Challenging the colonial narratives surrounding the Netflix film Against the Ice, this personal, editorial project by a present-day descendant opens-up to cultural and historical inclusion by broadening the storytelling.
The new Netflix film Against the Ice is based on the adventures of a Danish polar explorer, captain, and coloniser in Kalaallit Nunaat (Greenland), who marked his agenda and achievements in books and maps that contributed to the production of ‘collective memory’ and the dominant history of Nordic colonialism.
This book is designed and edited by Gudrun Havsteen-Mikkelsen, the great-granddaughter of this same explorer, in collaboration with designer Anna Bierler. Combining visual and textual contributions, archival material, dialogues, and controversies, Snowblindness – Let’s talk about storytelling, colonialism, Netflix and my great grandfather presents new grounds for engagement with the polar explorer’s stories, whether these are visually, orally, or textually transferred. The result is a generous and vulnerable reader, which weaves information from a multiplicity of sources, and places particular emphasis on collaboration, trust, and questioning.

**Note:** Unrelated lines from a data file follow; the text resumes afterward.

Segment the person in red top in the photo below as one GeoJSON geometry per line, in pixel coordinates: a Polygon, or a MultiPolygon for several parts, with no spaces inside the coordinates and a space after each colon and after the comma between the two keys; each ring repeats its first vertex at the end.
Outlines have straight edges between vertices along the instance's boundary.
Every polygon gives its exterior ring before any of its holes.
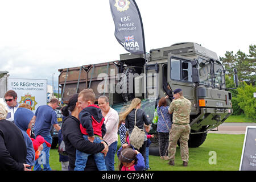
{"type": "MultiPolygon", "coordinates": [[[[82,110],[79,113],[80,130],[85,140],[91,142],[101,143],[106,133],[104,117],[100,107],[94,105],[95,94],[91,89],[82,90],[77,98],[78,106],[82,110]]],[[[75,171],[84,171],[88,156],[91,154],[76,150],[75,171]]],[[[93,154],[97,167],[100,171],[106,171],[104,155],[99,152],[93,154]]]]}

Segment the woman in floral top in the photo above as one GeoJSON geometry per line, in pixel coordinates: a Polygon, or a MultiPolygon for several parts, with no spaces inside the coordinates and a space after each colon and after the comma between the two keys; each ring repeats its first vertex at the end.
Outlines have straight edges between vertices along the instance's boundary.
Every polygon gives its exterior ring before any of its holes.
{"type": "Polygon", "coordinates": [[[172,126],[171,114],[168,112],[169,106],[167,106],[167,98],[168,96],[161,98],[157,106],[158,121],[156,131],[158,132],[159,152],[160,158],[164,160],[168,160],[167,150],[169,144],[169,132],[172,126]]]}

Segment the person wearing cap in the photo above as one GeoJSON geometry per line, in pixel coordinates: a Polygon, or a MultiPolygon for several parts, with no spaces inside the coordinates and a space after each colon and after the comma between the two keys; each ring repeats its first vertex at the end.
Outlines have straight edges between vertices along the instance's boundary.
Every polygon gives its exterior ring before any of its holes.
{"type": "Polygon", "coordinates": [[[169,163],[174,166],[177,142],[179,139],[180,153],[183,166],[187,166],[189,153],[188,140],[189,138],[189,114],[191,112],[191,102],[184,97],[182,90],[174,90],[174,97],[168,109],[172,115],[172,125],[169,137],[169,163]]]}

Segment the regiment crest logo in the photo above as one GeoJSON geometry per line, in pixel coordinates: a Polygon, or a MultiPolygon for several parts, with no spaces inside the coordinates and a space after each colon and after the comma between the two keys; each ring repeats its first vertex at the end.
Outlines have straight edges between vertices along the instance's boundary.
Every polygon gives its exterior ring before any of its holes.
{"type": "Polygon", "coordinates": [[[30,105],[32,110],[35,110],[35,106],[38,102],[35,100],[35,96],[31,96],[30,93],[25,94],[24,96],[21,97],[21,100],[19,101],[20,104],[26,103],[30,105]]]}
{"type": "Polygon", "coordinates": [[[122,12],[129,9],[130,3],[129,0],[115,0],[115,3],[114,6],[117,7],[118,11],[122,12]]]}

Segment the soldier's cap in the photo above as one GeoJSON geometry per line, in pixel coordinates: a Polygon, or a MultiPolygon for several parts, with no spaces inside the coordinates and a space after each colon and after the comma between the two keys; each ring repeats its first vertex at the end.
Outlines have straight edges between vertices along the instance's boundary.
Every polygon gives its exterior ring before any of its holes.
{"type": "Polygon", "coordinates": [[[181,89],[176,89],[174,90],[174,94],[176,94],[177,93],[179,93],[181,91],[182,91],[181,89]]]}

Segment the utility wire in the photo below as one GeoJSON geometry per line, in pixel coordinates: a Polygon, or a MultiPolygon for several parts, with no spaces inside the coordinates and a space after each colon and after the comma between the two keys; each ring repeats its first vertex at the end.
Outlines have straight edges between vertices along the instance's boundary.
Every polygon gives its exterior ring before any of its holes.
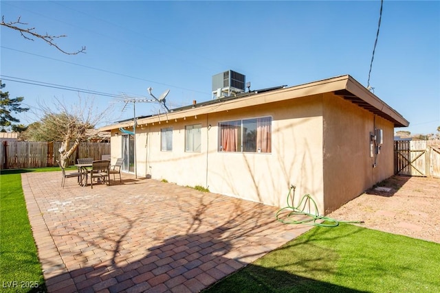
{"type": "MultiPolygon", "coordinates": [[[[138,96],[138,97],[133,97],[131,96],[128,95],[129,94],[125,93],[122,93],[121,94],[113,94],[113,93],[103,93],[101,91],[94,91],[94,90],[87,90],[87,89],[80,89],[80,88],[76,88],[76,87],[73,87],[73,86],[63,86],[63,85],[60,85],[60,84],[51,84],[49,82],[39,82],[37,80],[27,80],[25,78],[15,78],[14,76],[9,76],[9,75],[4,75],[2,74],[0,74],[0,78],[1,78],[1,79],[2,80],[8,80],[10,82],[19,82],[19,83],[22,83],[22,84],[32,84],[32,85],[36,85],[36,86],[44,86],[44,87],[48,87],[48,88],[52,88],[52,89],[62,89],[62,90],[65,90],[65,91],[75,91],[75,92],[78,92],[78,93],[89,93],[91,95],[101,95],[101,96],[104,96],[104,97],[116,97],[116,98],[118,98],[118,99],[147,99],[146,97],[145,97],[144,96],[140,95],[138,95],[138,94],[130,94],[130,95],[137,95],[138,96]]],[[[170,105],[173,106],[177,106],[177,107],[180,107],[183,105],[181,105],[178,103],[169,103],[170,105]]]]}
{"type": "Polygon", "coordinates": [[[125,97],[122,96],[122,95],[114,95],[114,94],[111,94],[111,93],[102,93],[102,92],[93,91],[93,90],[87,90],[87,89],[84,89],[74,88],[74,87],[72,87],[72,86],[63,86],[63,85],[60,85],[60,84],[50,84],[48,82],[38,82],[38,81],[36,81],[36,80],[26,80],[26,79],[24,79],[24,78],[14,78],[13,76],[3,75],[0,75],[0,76],[1,77],[1,80],[8,80],[8,81],[10,81],[10,82],[19,82],[19,83],[22,83],[22,84],[32,84],[32,85],[49,87],[49,88],[52,88],[52,89],[63,89],[63,90],[65,90],[65,91],[76,91],[76,92],[79,92],[79,93],[90,93],[90,94],[92,94],[92,95],[102,95],[102,96],[110,97],[118,97],[118,98],[124,98],[125,97]]]}
{"type": "Polygon", "coordinates": [[[129,75],[128,74],[120,73],[118,73],[118,72],[111,71],[109,71],[109,70],[101,69],[100,68],[93,67],[91,67],[91,66],[87,66],[87,65],[83,65],[75,63],[75,62],[73,62],[65,61],[65,60],[63,60],[56,59],[56,58],[47,57],[47,56],[44,56],[36,54],[34,54],[34,53],[27,52],[25,51],[21,51],[21,50],[18,50],[16,49],[10,48],[10,47],[6,47],[6,46],[0,46],[0,47],[3,48],[3,49],[7,49],[11,50],[11,51],[15,51],[16,52],[23,53],[23,54],[29,54],[29,55],[33,55],[33,56],[35,56],[41,57],[41,58],[46,58],[46,59],[50,59],[50,60],[55,60],[55,61],[61,62],[63,62],[63,63],[67,63],[67,64],[70,64],[70,65],[72,65],[80,66],[80,67],[85,67],[85,68],[88,68],[88,69],[94,69],[94,70],[96,70],[96,71],[98,71],[105,72],[105,73],[111,73],[111,74],[114,74],[114,75],[120,75],[120,76],[124,76],[125,78],[132,78],[132,79],[134,79],[134,80],[142,80],[142,81],[144,81],[144,82],[151,82],[151,83],[154,83],[154,84],[162,84],[162,85],[164,85],[164,86],[173,87],[174,89],[178,89],[192,91],[192,92],[195,92],[195,93],[203,93],[204,95],[208,94],[208,93],[206,93],[206,92],[202,92],[202,91],[195,91],[195,90],[192,90],[190,89],[186,89],[186,88],[183,88],[183,87],[180,87],[180,86],[173,86],[172,84],[165,84],[165,83],[163,83],[163,82],[155,82],[155,81],[153,81],[153,80],[146,80],[144,78],[137,78],[135,76],[129,75]]]}
{"type": "Polygon", "coordinates": [[[377,25],[377,33],[376,34],[376,40],[374,42],[374,47],[373,48],[373,56],[371,56],[371,62],[370,63],[370,71],[368,71],[368,80],[366,82],[366,88],[370,89],[370,75],[371,75],[371,68],[373,67],[373,60],[374,60],[374,53],[376,51],[376,45],[377,45],[377,38],[379,38],[379,30],[380,29],[380,23],[382,19],[382,7],[384,4],[384,0],[380,1],[380,12],[379,13],[379,24],[377,25]]]}

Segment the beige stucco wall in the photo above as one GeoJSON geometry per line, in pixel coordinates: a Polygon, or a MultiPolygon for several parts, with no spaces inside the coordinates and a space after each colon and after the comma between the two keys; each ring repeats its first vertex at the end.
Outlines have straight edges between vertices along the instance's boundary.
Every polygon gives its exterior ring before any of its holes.
{"type": "MultiPolygon", "coordinates": [[[[288,93],[283,93],[284,95],[288,93]]],[[[121,134],[111,135],[112,162],[121,156],[121,134]]],[[[286,206],[289,187],[296,202],[306,194],[327,213],[393,175],[393,124],[331,93],[296,97],[186,119],[161,118],[136,130],[138,176],[211,192],[286,206]],[[272,152],[223,152],[220,121],[270,116],[272,152]],[[384,130],[373,167],[369,133],[384,130]],[[185,152],[185,126],[201,125],[201,152],[185,152]],[[210,126],[210,127],[208,127],[210,126]],[[173,151],[162,152],[160,129],[172,127],[173,151]]]]}
{"type": "Polygon", "coordinates": [[[393,124],[331,93],[324,95],[324,194],[326,213],[393,174],[393,124]],[[380,153],[371,156],[370,132],[384,131],[380,153]]]}
{"type": "MultiPolygon", "coordinates": [[[[138,175],[211,192],[285,207],[291,185],[296,200],[312,194],[323,211],[322,96],[302,97],[221,113],[158,121],[136,130],[138,175]],[[220,121],[270,116],[272,153],[219,152],[220,121]],[[201,124],[201,151],[186,152],[185,126],[201,124]],[[208,129],[208,126],[210,128],[208,129]],[[160,129],[173,127],[173,151],[160,150],[160,129]]],[[[122,135],[111,135],[112,161],[122,135]]]]}
{"type": "Polygon", "coordinates": [[[322,198],[322,118],[320,97],[305,97],[210,115],[210,190],[278,207],[286,205],[290,185],[296,194],[322,198]],[[218,152],[219,121],[270,116],[270,154],[218,152]]]}

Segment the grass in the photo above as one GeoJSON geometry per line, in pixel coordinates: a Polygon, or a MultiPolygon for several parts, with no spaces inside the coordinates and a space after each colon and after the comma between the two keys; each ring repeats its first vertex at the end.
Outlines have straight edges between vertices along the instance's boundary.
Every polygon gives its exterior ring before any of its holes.
{"type": "Polygon", "coordinates": [[[56,167],[1,170],[0,282],[2,292],[45,291],[41,266],[28,218],[21,173],[59,169],[56,167]]]}
{"type": "MultiPolygon", "coordinates": [[[[45,290],[21,173],[58,170],[1,171],[2,292],[45,290]],[[11,282],[16,282],[19,288],[8,288],[14,284],[11,282]],[[38,288],[20,288],[30,282],[38,283],[38,288]]],[[[315,227],[204,292],[440,292],[439,263],[439,244],[342,224],[315,227]]]]}
{"type": "Polygon", "coordinates": [[[315,227],[208,292],[440,292],[440,244],[354,225],[315,227]]]}

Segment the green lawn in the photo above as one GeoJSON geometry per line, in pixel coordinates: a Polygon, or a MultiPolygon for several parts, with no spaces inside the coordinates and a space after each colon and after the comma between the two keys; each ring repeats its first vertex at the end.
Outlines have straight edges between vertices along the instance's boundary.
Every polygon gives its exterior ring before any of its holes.
{"type": "Polygon", "coordinates": [[[45,286],[28,218],[21,173],[59,167],[1,170],[0,175],[0,291],[44,292],[45,286]],[[33,288],[34,287],[34,288],[33,288]],[[36,288],[35,288],[36,287],[36,288]]]}
{"type": "MultiPolygon", "coordinates": [[[[1,292],[45,290],[21,173],[55,170],[59,168],[1,172],[1,292]],[[35,284],[37,288],[29,288],[35,284]]],[[[205,293],[327,292],[440,292],[440,244],[348,224],[314,227],[205,293]]]]}
{"type": "Polygon", "coordinates": [[[440,244],[341,224],[314,227],[204,292],[438,292],[440,244]]]}

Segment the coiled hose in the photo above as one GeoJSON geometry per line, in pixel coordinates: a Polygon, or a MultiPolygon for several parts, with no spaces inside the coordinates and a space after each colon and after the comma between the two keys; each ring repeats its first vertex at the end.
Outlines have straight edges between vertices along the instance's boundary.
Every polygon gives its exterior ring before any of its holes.
{"type": "Polygon", "coordinates": [[[279,209],[276,212],[276,220],[284,224],[304,224],[311,226],[322,227],[336,227],[340,223],[363,223],[364,221],[339,221],[338,220],[320,215],[318,211],[318,206],[309,194],[305,194],[299,204],[294,207],[294,198],[295,196],[294,185],[291,185],[287,194],[287,207],[279,209]],[[292,193],[292,191],[294,191],[292,193]],[[292,200],[290,198],[292,197],[292,200]],[[292,203],[291,203],[292,202],[292,203]],[[311,213],[311,203],[315,211],[315,213],[311,213]],[[307,208],[308,212],[306,211],[307,208]],[[299,217],[298,217],[299,216],[299,217]],[[304,218],[304,217],[306,217],[304,218]],[[295,218],[296,218],[296,219],[295,218]],[[297,220],[298,218],[301,220],[297,220]]]}

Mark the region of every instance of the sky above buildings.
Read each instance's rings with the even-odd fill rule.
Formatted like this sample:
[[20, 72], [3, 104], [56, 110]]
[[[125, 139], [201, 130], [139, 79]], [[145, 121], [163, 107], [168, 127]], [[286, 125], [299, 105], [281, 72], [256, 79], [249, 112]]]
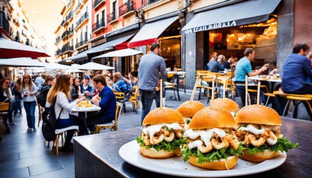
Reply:
[[56, 38], [54, 32], [62, 20], [60, 14], [64, 5], [62, 0], [23, 0], [22, 2], [26, 15], [32, 25], [46, 39], [48, 46], [54, 47]]

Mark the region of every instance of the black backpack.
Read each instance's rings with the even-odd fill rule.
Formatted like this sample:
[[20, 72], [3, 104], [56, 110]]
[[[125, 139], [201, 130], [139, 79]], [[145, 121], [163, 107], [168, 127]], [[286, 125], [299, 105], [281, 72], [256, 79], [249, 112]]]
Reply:
[[[54, 141], [56, 137], [55, 134], [55, 125], [56, 123], [56, 118], [55, 115], [54, 106], [56, 101], [56, 97], [53, 100], [52, 105], [50, 108], [45, 108], [42, 113], [42, 133], [43, 137], [47, 141]], [[58, 119], [60, 118], [61, 114], [63, 111], [63, 108], [60, 113]]]
[[46, 96], [48, 95], [49, 91], [50, 90], [51, 86], [48, 85], [43, 87], [41, 89], [39, 94], [37, 98], [37, 102], [41, 107], [44, 108], [46, 106]]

Our lives resonate through storytelling. The writing and rewriting of history, family stories handed down through generations, the inclusion of plural perspectives and subsequent broadening of conversations; our identities are made by narratives colliding and shifting. In Snowblindness, colonial narratives are challenged through such storytelling, encouraging a questioning of history, ethics, and aesthetics.